HITRUST (formerly, the Health Information Trust Alliance) created a security framework to help organizations meet a range of standards, including those required by HIPAA and the Health Information Technology for Economic and Clinical Health (HITECH) Act.
Over time, misconfiguration of public cloud services presents another big vulnerability for healthcare organizations, says Chris Bowen, chief privacy and security officer for ClearDATA, a healthcare public cloud security firm.
“‘Compliance drift’ happens easily, as continuous deployment models are pushed through, and it can be a really big issue,” he says. “Sometimes, the configuration you put in place might drift out of compliance — someone unchecks an encryption check box with a line of code or inadvertently expands a permission group.”
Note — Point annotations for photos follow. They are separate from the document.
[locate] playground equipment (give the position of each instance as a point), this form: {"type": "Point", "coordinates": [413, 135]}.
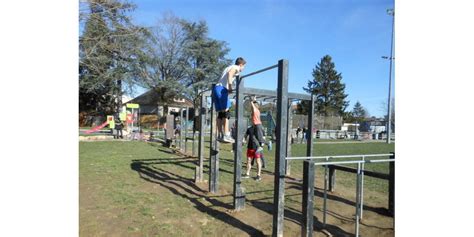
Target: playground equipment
{"type": "Point", "coordinates": [282, 151]}
{"type": "Point", "coordinates": [132, 116]}
{"type": "Point", "coordinates": [109, 121]}
{"type": "Point", "coordinates": [308, 184]}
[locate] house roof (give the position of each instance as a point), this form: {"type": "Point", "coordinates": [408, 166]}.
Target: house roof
{"type": "Point", "coordinates": [152, 97]}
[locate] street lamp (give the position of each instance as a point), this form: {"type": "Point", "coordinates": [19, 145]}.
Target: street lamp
{"type": "Point", "coordinates": [390, 12]}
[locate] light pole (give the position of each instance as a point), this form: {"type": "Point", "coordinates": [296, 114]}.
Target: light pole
{"type": "Point", "coordinates": [389, 120]}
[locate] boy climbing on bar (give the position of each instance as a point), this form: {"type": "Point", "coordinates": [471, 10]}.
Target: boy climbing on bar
{"type": "Point", "coordinates": [252, 154]}
{"type": "Point", "coordinates": [221, 98]}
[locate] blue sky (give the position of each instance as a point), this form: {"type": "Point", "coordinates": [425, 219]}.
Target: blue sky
{"type": "Point", "coordinates": [354, 33]}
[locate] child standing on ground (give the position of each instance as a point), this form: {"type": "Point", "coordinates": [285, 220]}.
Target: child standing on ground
{"type": "Point", "coordinates": [221, 98]}
{"type": "Point", "coordinates": [257, 124]}
{"type": "Point", "coordinates": [252, 145]}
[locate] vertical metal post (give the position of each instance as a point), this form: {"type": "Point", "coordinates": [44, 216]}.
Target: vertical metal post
{"type": "Point", "coordinates": [309, 146]}
{"type": "Point", "coordinates": [362, 189]}
{"type": "Point", "coordinates": [357, 206]}
{"type": "Point", "coordinates": [181, 125]}
{"type": "Point", "coordinates": [325, 194]}
{"type": "Point", "coordinates": [186, 130]}
{"type": "Point", "coordinates": [288, 148]}
{"type": "Point", "coordinates": [308, 197]}
{"type": "Point", "coordinates": [332, 178]}
{"type": "Point", "coordinates": [239, 195]}
{"type": "Point", "coordinates": [202, 129]}
{"type": "Point", "coordinates": [391, 186]}
{"type": "Point", "coordinates": [280, 152]}
{"type": "Point", "coordinates": [213, 152]}
{"type": "Point", "coordinates": [389, 122]}
{"type": "Point", "coordinates": [194, 144]}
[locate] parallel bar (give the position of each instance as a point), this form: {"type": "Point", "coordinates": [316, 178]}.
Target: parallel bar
{"type": "Point", "coordinates": [384, 160]}
{"type": "Point", "coordinates": [308, 197]}
{"type": "Point", "coordinates": [272, 94]}
{"type": "Point", "coordinates": [292, 95]}
{"type": "Point", "coordinates": [339, 162]}
{"type": "Point", "coordinates": [366, 173]}
{"type": "Point", "coordinates": [259, 71]}
{"type": "Point", "coordinates": [239, 196]}
{"type": "Point", "coordinates": [281, 133]}
{"type": "Point", "coordinates": [335, 157]}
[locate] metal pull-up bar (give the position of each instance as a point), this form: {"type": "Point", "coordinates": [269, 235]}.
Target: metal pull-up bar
{"type": "Point", "coordinates": [335, 157]}
{"type": "Point", "coordinates": [259, 71]}
{"type": "Point", "coordinates": [308, 184]}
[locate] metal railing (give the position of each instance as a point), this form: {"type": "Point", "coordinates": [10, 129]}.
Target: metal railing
{"type": "Point", "coordinates": [308, 173]}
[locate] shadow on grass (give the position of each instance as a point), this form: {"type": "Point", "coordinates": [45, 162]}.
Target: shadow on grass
{"type": "Point", "coordinates": [296, 217]}
{"type": "Point", "coordinates": [183, 187]}
{"type": "Point", "coordinates": [320, 193]}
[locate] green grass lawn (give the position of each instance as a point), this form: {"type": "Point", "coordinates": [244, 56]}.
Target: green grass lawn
{"type": "Point", "coordinates": [144, 189]}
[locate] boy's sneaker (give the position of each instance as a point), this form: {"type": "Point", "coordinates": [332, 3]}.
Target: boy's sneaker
{"type": "Point", "coordinates": [228, 139]}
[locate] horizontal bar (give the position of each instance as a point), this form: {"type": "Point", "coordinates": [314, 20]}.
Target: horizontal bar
{"type": "Point", "coordinates": [350, 162]}
{"type": "Point", "coordinates": [366, 172]}
{"type": "Point", "coordinates": [273, 94]}
{"type": "Point", "coordinates": [339, 162]}
{"type": "Point", "coordinates": [298, 96]}
{"type": "Point", "coordinates": [385, 160]}
{"type": "Point", "coordinates": [259, 71]}
{"type": "Point", "coordinates": [335, 157]}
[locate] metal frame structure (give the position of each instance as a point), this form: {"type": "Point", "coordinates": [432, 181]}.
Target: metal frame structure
{"type": "Point", "coordinates": [282, 153]}
{"type": "Point", "coordinates": [308, 185]}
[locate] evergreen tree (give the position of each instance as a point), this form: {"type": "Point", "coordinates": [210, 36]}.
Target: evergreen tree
{"type": "Point", "coordinates": [162, 66]}
{"type": "Point", "coordinates": [206, 59]}
{"type": "Point", "coordinates": [328, 88]}
{"type": "Point", "coordinates": [108, 45]}
{"type": "Point", "coordinates": [359, 112]}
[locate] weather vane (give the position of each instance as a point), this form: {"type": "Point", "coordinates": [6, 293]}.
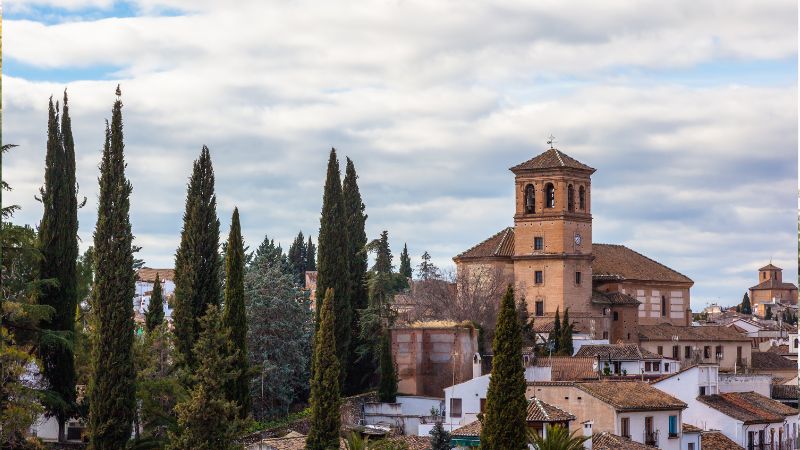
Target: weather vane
{"type": "Point", "coordinates": [551, 140]}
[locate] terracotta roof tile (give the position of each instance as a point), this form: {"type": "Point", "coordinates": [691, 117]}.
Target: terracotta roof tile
{"type": "Point", "coordinates": [715, 440]}
{"type": "Point", "coordinates": [539, 411]}
{"type": "Point", "coordinates": [551, 159]}
{"type": "Point", "coordinates": [617, 262]}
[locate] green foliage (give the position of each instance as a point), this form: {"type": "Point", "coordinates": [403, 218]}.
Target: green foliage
{"type": "Point", "coordinates": [234, 317]}
{"type": "Point", "coordinates": [325, 420]}
{"type": "Point", "coordinates": [196, 262]}
{"type": "Point", "coordinates": [155, 307]}
{"type": "Point", "coordinates": [504, 420]}
{"type": "Point", "coordinates": [280, 326]}
{"type": "Point", "coordinates": [112, 390]}
{"type": "Point", "coordinates": [206, 419]}
{"type": "Point", "coordinates": [387, 389]}
{"type": "Point", "coordinates": [558, 438]}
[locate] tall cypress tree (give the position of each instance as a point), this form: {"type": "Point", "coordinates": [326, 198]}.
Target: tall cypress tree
{"type": "Point", "coordinates": [333, 265]}
{"type": "Point", "coordinates": [405, 263]}
{"type": "Point", "coordinates": [234, 316]}
{"type": "Point", "coordinates": [356, 219]}
{"type": "Point", "coordinates": [504, 420]}
{"type": "Point", "coordinates": [112, 392]}
{"type": "Point", "coordinates": [58, 240]}
{"type": "Point", "coordinates": [325, 419]}
{"type": "Point", "coordinates": [155, 308]}
{"type": "Point", "coordinates": [197, 260]}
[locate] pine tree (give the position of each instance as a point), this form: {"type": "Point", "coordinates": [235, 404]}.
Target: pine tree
{"type": "Point", "coordinates": [565, 341]}
{"type": "Point", "coordinates": [357, 368]}
{"type": "Point", "coordinates": [504, 425]}
{"type": "Point", "coordinates": [197, 260]}
{"type": "Point", "coordinates": [333, 265]}
{"type": "Point", "coordinates": [234, 317]}
{"type": "Point", "coordinates": [325, 420]}
{"type": "Point", "coordinates": [112, 391]}
{"type": "Point", "coordinates": [207, 420]}
{"type": "Point", "coordinates": [155, 308]}
{"type": "Point", "coordinates": [387, 390]}
{"type": "Point", "coordinates": [58, 240]}
{"type": "Point", "coordinates": [405, 263]}
{"type": "Point", "coordinates": [746, 307]}
{"type": "Point", "coordinates": [311, 256]}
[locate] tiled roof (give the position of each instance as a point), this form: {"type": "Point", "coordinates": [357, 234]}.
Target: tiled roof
{"type": "Point", "coordinates": [631, 395]}
{"type": "Point", "coordinates": [624, 352]}
{"type": "Point", "coordinates": [470, 429]}
{"type": "Point", "coordinates": [768, 360]}
{"type": "Point", "coordinates": [149, 275]}
{"type": "Point", "coordinates": [568, 368]}
{"type": "Point", "coordinates": [715, 440]}
{"type": "Point", "coordinates": [539, 411]}
{"type": "Point", "coordinates": [749, 407]}
{"type": "Point", "coordinates": [617, 262]}
{"type": "Point", "coordinates": [707, 333]}
{"type": "Point", "coordinates": [551, 159]}
{"type": "Point", "coordinates": [499, 245]}
{"type": "Point", "coordinates": [608, 441]}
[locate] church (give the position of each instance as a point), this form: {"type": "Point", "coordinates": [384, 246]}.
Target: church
{"type": "Point", "coordinates": [549, 256]}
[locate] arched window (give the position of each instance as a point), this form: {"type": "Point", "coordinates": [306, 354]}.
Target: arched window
{"type": "Point", "coordinates": [530, 200]}
{"type": "Point", "coordinates": [570, 198]}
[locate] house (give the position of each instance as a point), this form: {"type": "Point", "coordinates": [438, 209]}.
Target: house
{"type": "Point", "coordinates": [628, 359]}
{"type": "Point", "coordinates": [701, 344]}
{"type": "Point", "coordinates": [631, 409]}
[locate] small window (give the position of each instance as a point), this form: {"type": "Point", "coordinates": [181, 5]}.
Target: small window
{"type": "Point", "coordinates": [455, 407]}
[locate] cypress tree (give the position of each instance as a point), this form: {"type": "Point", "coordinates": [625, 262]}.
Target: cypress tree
{"type": "Point", "coordinates": [112, 391]}
{"type": "Point", "coordinates": [58, 240]}
{"type": "Point", "coordinates": [155, 308]}
{"type": "Point", "coordinates": [311, 256]}
{"type": "Point", "coordinates": [504, 426]}
{"type": "Point", "coordinates": [565, 342]}
{"type": "Point", "coordinates": [405, 263]}
{"type": "Point", "coordinates": [325, 420]}
{"type": "Point", "coordinates": [196, 261]}
{"type": "Point", "coordinates": [234, 317]}
{"type": "Point", "coordinates": [333, 265]}
{"type": "Point", "coordinates": [387, 390]}
{"type": "Point", "coordinates": [357, 368]}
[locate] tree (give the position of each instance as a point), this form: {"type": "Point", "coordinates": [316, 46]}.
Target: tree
{"type": "Point", "coordinates": [207, 420]}
{"type": "Point", "coordinates": [333, 264]}
{"type": "Point", "coordinates": [558, 438]}
{"type": "Point", "coordinates": [196, 261]}
{"type": "Point", "coordinates": [405, 263]}
{"type": "Point", "coordinates": [112, 390]}
{"type": "Point", "coordinates": [234, 317]}
{"type": "Point", "coordinates": [565, 340]}
{"type": "Point", "coordinates": [58, 241]}
{"type": "Point", "coordinates": [387, 390]}
{"type": "Point", "coordinates": [440, 438]}
{"type": "Point", "coordinates": [155, 307]}
{"type": "Point", "coordinates": [279, 332]}
{"type": "Point", "coordinates": [504, 423]}
{"type": "Point", "coordinates": [325, 420]}
{"type": "Point", "coordinates": [746, 308]}
{"type": "Point", "coordinates": [357, 257]}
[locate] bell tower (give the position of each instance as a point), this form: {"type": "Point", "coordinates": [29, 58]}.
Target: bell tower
{"type": "Point", "coordinates": [553, 234]}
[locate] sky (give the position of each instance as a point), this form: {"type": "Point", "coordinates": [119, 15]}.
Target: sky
{"type": "Point", "coordinates": [688, 111]}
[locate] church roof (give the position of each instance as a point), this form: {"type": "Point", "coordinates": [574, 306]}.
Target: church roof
{"type": "Point", "coordinates": [551, 159]}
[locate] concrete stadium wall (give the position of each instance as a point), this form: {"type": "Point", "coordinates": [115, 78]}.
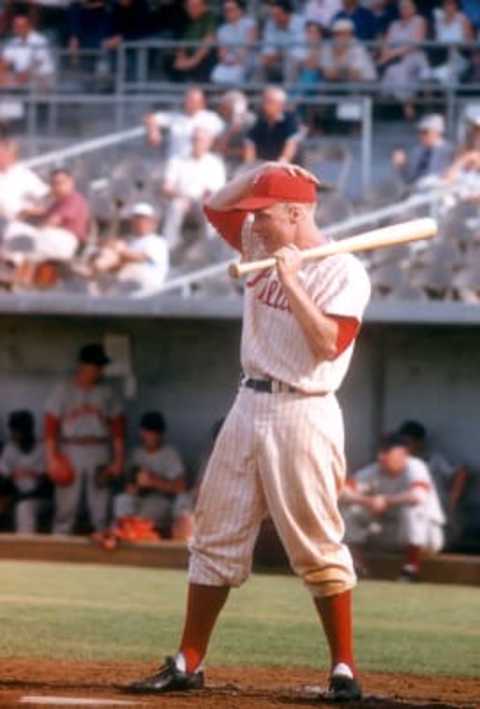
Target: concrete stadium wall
{"type": "Point", "coordinates": [190, 369]}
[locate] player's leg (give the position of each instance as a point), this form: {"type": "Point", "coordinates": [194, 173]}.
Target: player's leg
{"type": "Point", "coordinates": [302, 472]}
{"type": "Point", "coordinates": [67, 499]}
{"type": "Point", "coordinates": [26, 516]}
{"type": "Point", "coordinates": [228, 515]}
{"type": "Point", "coordinates": [97, 496]}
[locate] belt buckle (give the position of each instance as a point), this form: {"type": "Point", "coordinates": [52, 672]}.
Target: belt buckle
{"type": "Point", "coordinates": [276, 386]}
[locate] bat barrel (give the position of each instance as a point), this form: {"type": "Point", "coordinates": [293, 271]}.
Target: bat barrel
{"type": "Point", "coordinates": [393, 235]}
That’s why healthcare organizations must clearly identify where sensitive, protected health information is flowing and bolster defenses around that data before moving to a public cloud.
“Don’t just take a compliance-based approach, but a risk-based approach,” Bowen says.
Thoughtful and Strategic Planning for Cloud Deployment
Geisinger, a Danville, Pa.-based health system, is currently conducting a public cloud assessment as part of a multiyear migration plan encompassing more than 1,500 applications — including its EHR platform. Leaders there know that the move is a significant undertaking.
“Ultimately, we are responsible for protecting our customers’ information as much as possible and not being negligent in any way,” says John Kravitz, the organization’s CIO.
Meeting that obligation, he adds, means working closely with Geisinger’s CISO and security team to ensure data control and access guidelines are followed throughout the migration process, tapping the expertise of outside partners with cloud security experience when needed.
It also means preparing for — and preventing — any potential hurdles.
“People need to take the time to understand the cloud is different than on-premises, because you don’t want to make a mistake when configuring. That’s the part we’re painstakingly going through now, including penetration testing from the outside,” Kravitz says. “It’s a new frontier for a lot of us, and we have to make sure we get this right.”
Taking Internal Responsibility for Cloud Security Measures
A healthcare organization’s CISO must be the resident expert on HITECH and HIPAA to figure out what capabilities are needed to meet compliance standards.
Forming a cohesive strategy with all members of the IT department is an important step, says Wes Wright, CTO at Imprivata, an IT security company.